What is stardust? Understanding the secrets of the Solar System

Stardust from before the birth of the Solar System is still around today and waiting to reveal the secrets of the Universe to astronomers.

“We are made of star stuff”, said the late, great Carl Sagan: a reference to the cyclical nature of birth and death across the cosmos, and the notion that both our planet and indeed our own bodies were forged from materials produced billions of years ago inside a red giant star.

Advertisement

But what is stardust, and what can it tell us about both ourselves and the history of the Solar System? We spoke to Maria Schönbächler, a professor of isotope geochemistry at ETH Zürich, Switzerland, and senior author of a study that examined the nature of stardust within our Solar System, to find out more.

Read more:

Maria Schönbächler, professor of isotope geochemistry at ETH Zürich, Switzerland.

What happened at the birth of the Solar System?

Our proposal is that dust from dying stars travels in the interstellar medium, gets incorporated in a so-called molecular cloud which collapses and forms new stars like our Sun. Around the new star is a dust disc out of which terrestrial planets like Earth will form.

This means there is stardust from red giants produced before our Solar System was created that is still around today. We see that this dust was not completely mixed in our Solar System – you still see a gradient with Earth having more of this red giant dust than Mars or the asteroids further away from the Sun.

It’s amazing that we can resolve this nowadays – for a long time we couldn’t and assumed everything in the pre-Solar System was well-mixed together.

How did you and your team examine the stardust composition of our Solar System?

We used a mass spectrometer to measure how many atoms of a specific weight (isotopes) you have of an element in a sample. With high precision you can resolve the fingerprints, like a signature, of stardust in normal bulk material such as a rock.

We looked at palladium isotopes in iron meteorites that come from asteroid samples. We had already done a similar study with zirconium isotopes, but to look at palladium we needed high precision measurements, which only became available recently.

A stream of charged particles emanating from red giant star R Aquilae. Credit: ALMA (ESO/NAOJ/NRAO), Decin et al.
A stream of charged particles emanating from red giant star R Aquilae. Credit: ALMA (ESO/NAOJ/NRAO), Decin et al.

What can looking at the stardust origins of Earth tell us?

What we and other researchers have discovered is that every planet or asteroid from which we have samples has its own isotopic signature. We also see that stardust has its own signature depending on whether it’s from specific stars, like red giants or supernovae.

In our study we found that Earth’s palladium fingerprint – a specific enrichment of a certain palladium isotope – suggests there is more red giant material.

How do you identify the chemical signatures of stardust from red giants?

You can predict with nuclear synthetic models which atoms would be produced in a red giant. You can also test actual stardust – some of it has survived in meteorites.It’s very small – smaller than the diameter of a hair – really fine dust that you can extract and measure.

On Earth any original stardust has been destroyed because our whole planet was once molten, but there are a few very primitive asteroids where the stardust from before the planets formed has survived.

We know the dust must have been generated before our Sun formed.

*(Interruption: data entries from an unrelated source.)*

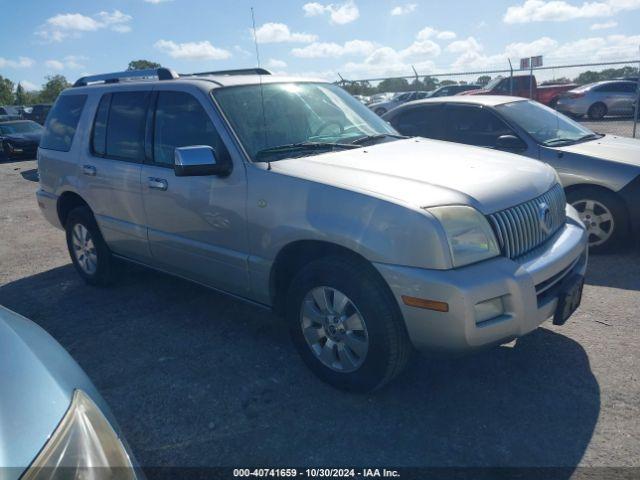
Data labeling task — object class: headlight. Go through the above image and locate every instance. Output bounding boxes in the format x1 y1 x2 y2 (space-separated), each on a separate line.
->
428 205 500 268
22 390 138 480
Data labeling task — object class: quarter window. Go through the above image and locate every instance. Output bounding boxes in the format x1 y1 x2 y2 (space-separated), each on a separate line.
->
153 91 227 166
91 94 111 156
40 95 87 152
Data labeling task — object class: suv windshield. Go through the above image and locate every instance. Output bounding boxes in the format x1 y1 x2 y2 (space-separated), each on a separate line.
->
0 121 42 134
496 100 598 146
213 82 398 161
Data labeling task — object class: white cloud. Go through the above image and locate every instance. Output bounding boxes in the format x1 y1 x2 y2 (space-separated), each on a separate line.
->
503 0 640 23
591 20 618 29
0 57 35 69
144 0 172 3
391 3 417 15
447 37 483 54
19 80 39 91
154 40 232 60
45 55 86 71
292 40 377 58
437 31 457 40
253 22 317 43
416 27 457 41
302 1 359 24
36 9 132 42
266 58 287 68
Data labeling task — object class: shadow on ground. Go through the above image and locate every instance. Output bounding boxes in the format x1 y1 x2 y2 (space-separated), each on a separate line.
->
0 263 600 473
585 250 640 291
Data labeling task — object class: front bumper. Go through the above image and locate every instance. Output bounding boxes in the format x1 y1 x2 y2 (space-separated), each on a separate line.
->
375 206 588 353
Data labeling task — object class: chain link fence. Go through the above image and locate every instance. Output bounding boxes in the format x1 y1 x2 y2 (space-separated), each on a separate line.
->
337 59 640 138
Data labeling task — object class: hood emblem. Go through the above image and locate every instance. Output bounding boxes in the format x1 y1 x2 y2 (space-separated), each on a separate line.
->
538 202 553 234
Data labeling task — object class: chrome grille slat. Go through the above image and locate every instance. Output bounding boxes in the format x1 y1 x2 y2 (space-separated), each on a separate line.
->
488 184 566 259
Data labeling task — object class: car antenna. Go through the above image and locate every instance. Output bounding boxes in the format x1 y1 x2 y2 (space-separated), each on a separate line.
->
251 7 271 170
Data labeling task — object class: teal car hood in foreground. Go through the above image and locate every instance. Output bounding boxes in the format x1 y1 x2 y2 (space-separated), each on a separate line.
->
0 306 107 479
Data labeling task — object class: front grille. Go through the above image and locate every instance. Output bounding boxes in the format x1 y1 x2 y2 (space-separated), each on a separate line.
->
488 183 566 259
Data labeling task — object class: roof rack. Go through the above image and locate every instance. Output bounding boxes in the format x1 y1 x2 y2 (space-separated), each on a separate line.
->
73 68 179 87
183 68 271 77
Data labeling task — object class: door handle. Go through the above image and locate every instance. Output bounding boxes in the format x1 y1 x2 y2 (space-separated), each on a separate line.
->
82 165 96 176
148 177 168 191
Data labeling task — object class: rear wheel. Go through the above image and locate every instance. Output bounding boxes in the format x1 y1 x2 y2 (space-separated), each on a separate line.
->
567 187 629 253
587 102 607 120
374 107 387 116
65 206 118 285
285 256 412 392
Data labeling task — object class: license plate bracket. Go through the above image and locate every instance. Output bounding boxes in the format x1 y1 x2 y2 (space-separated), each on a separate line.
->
553 274 584 325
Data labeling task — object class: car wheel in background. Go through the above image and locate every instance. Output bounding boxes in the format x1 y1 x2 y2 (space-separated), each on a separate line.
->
65 206 118 286
567 187 629 253
587 102 607 120
375 107 387 116
285 256 412 392
549 98 559 109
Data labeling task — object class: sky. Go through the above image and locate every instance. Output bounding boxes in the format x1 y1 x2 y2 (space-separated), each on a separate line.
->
1 0 640 91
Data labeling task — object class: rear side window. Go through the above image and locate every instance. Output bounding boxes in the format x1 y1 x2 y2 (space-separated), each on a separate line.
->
40 95 87 152
153 91 227 166
105 91 150 161
390 105 445 139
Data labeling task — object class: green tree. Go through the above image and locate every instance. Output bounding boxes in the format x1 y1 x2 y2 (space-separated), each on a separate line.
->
377 77 410 93
439 79 456 86
477 75 491 86
15 83 28 105
0 76 15 105
127 59 161 71
38 75 70 103
573 66 638 85
422 76 439 91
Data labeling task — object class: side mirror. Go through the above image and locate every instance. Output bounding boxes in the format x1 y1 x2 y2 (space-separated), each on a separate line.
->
174 146 231 177
495 134 527 151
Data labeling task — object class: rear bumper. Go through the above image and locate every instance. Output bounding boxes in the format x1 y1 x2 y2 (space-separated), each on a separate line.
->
555 98 589 115
36 189 62 230
375 206 588 353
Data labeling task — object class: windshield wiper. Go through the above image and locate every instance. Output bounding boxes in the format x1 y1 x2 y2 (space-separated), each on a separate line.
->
254 142 359 162
350 133 409 145
543 132 602 146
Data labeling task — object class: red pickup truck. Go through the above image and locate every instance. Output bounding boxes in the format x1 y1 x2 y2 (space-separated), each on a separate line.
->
458 74 576 107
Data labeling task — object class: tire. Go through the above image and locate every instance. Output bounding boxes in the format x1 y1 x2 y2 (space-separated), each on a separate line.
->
65 206 117 286
567 187 630 253
587 102 607 120
549 97 559 109
374 107 387 116
285 255 412 392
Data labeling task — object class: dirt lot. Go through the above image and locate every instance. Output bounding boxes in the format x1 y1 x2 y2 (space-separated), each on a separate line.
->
1 159 639 473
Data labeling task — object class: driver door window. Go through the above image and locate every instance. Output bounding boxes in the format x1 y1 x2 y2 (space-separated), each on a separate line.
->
445 105 515 147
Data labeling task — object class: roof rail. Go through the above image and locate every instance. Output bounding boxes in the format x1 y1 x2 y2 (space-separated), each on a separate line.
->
183 68 272 77
73 68 179 87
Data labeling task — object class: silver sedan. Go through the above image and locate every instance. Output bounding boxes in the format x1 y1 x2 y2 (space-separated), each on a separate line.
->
556 80 638 120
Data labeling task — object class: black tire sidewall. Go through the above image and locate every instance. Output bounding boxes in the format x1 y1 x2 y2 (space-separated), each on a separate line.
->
285 257 405 392
567 187 629 253
65 207 114 285
588 102 606 120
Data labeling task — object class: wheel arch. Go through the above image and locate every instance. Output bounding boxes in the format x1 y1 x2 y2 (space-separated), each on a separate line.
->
57 191 90 227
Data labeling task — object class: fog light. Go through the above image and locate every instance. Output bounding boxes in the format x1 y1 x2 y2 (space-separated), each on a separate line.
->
474 296 504 324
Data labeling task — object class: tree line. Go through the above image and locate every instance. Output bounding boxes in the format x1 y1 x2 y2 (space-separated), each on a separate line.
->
340 66 639 96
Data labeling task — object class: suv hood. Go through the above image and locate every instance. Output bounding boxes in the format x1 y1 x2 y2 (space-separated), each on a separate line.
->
270 138 557 214
554 134 640 168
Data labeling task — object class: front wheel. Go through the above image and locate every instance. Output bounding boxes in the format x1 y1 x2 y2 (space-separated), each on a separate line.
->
567 187 629 253
285 256 412 392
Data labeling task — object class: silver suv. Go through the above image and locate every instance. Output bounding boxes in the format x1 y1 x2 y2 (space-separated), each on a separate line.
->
37 68 588 392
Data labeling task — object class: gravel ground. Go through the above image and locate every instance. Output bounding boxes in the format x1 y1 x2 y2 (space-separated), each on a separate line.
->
1 159 639 473
579 117 638 138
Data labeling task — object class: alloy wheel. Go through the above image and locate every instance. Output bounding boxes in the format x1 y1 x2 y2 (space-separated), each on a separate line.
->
299 286 369 373
72 224 98 275
571 198 615 247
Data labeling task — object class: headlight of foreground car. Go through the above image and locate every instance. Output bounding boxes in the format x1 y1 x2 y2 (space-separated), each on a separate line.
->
428 205 500 268
22 390 138 480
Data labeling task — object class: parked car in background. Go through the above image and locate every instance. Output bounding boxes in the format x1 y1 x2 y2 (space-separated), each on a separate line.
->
24 104 52 125
368 92 394 104
0 305 141 480
459 75 576 108
0 120 43 160
384 95 640 252
427 84 481 98
0 106 22 121
352 94 371 104
37 68 588 392
556 80 639 119
368 90 430 115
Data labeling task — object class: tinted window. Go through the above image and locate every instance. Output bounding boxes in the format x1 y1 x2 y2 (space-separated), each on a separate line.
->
91 94 111 156
618 82 637 93
391 106 445 139
106 91 150 161
153 91 227 166
40 95 87 152
446 105 514 147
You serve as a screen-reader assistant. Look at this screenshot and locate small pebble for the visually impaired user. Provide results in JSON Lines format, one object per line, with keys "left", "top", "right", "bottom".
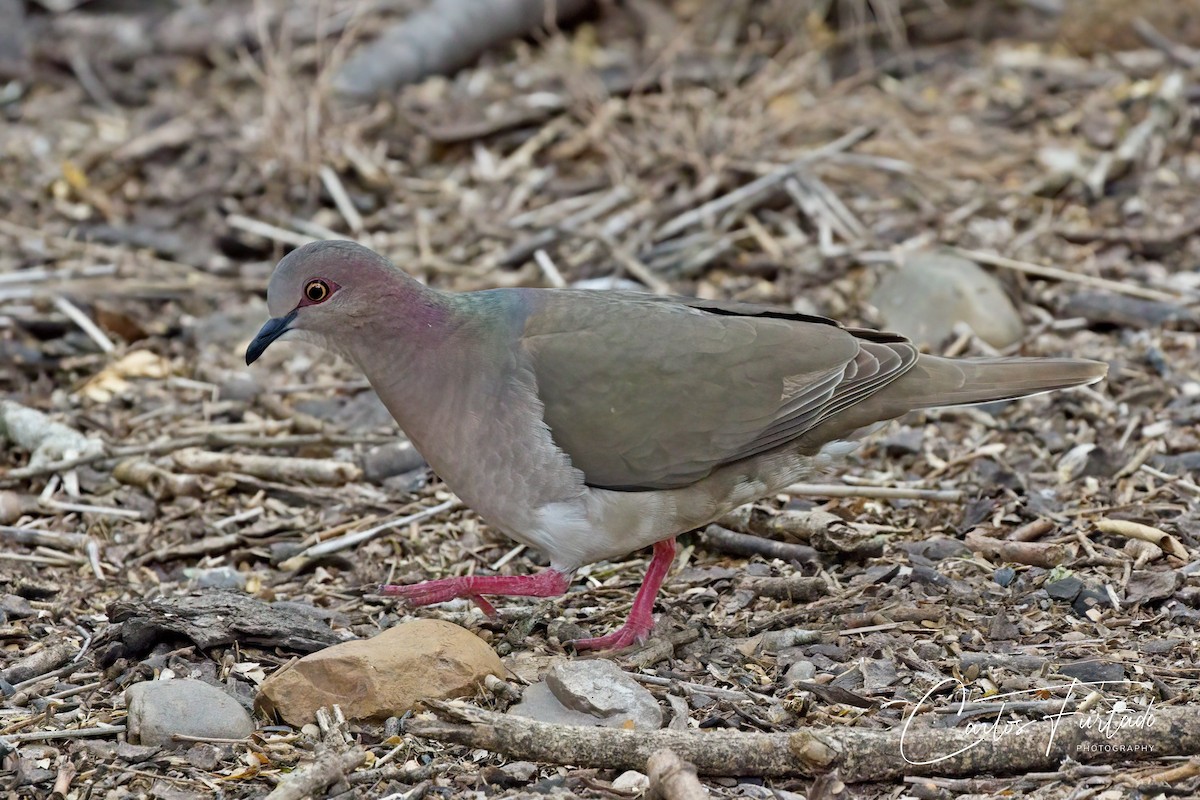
{"left": 783, "top": 660, "right": 816, "bottom": 687}
{"left": 993, "top": 566, "right": 1016, "bottom": 587}
{"left": 1045, "top": 576, "right": 1084, "bottom": 601}
{"left": 184, "top": 566, "right": 246, "bottom": 590}
{"left": 185, "top": 743, "right": 223, "bottom": 771}
{"left": 362, "top": 441, "right": 426, "bottom": 483}
{"left": 0, "top": 593, "right": 34, "bottom": 619}
{"left": 500, "top": 761, "right": 537, "bottom": 782}
{"left": 611, "top": 770, "right": 650, "bottom": 792}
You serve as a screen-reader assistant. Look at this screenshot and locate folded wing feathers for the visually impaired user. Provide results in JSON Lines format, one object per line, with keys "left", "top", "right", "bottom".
{"left": 710, "top": 338, "right": 917, "bottom": 467}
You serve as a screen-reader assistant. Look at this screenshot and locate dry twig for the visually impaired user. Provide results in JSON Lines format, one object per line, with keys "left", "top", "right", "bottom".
{"left": 407, "top": 699, "right": 1200, "bottom": 781}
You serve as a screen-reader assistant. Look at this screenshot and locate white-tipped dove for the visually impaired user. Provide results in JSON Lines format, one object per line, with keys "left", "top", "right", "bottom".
{"left": 247, "top": 241, "right": 1106, "bottom": 650}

Our Solar System is 4.5 billion years old, and the stardust is ancient, from before that time.

Artist’s impression of a young star surrounded by a protoplanetary disc. Our Solar System may have looked like this in its infancy. Credit: ESO/L. Calçada
Scientists are looking for remnants of ancient red giant stars that were present in the dust disc out of which our Solar System formed. Credit: ESO/L. Calçada

What are the wider implications of your research?

When the planets formed the Sun was still quite hot and destroyed a lot of the grains that were not red giant grains – those are very hard to destroy. Even though Earth is quite close to the Sun, the red giant dust has survived better than other dust as it is more robust to high temperatures.

We analysed zirconium in meteorites from Mars in a previous study and saw that they are depleted for the red giant signature. For our Solar System we can use this red giant signature as a tracer, as we know now that there was more of this stuff close to the Sun and less further out.

In the future we can make models of how Earth and the planets formed based on asteroidal material, as the asteroids are leftover planet building materials. It’s one part of the puzzle.

How does Carl Sagan’s quote that “we are made of star stuff” stand up, what does your research add?

Well, it’s correct! We are made of stardust and Earth has more red giant stardust than Mars. But our study also shows that much of this stardust was recycled many times before it was incorporated in Earth and our bodies. Not so much stardust really survived the formation of our Solar System.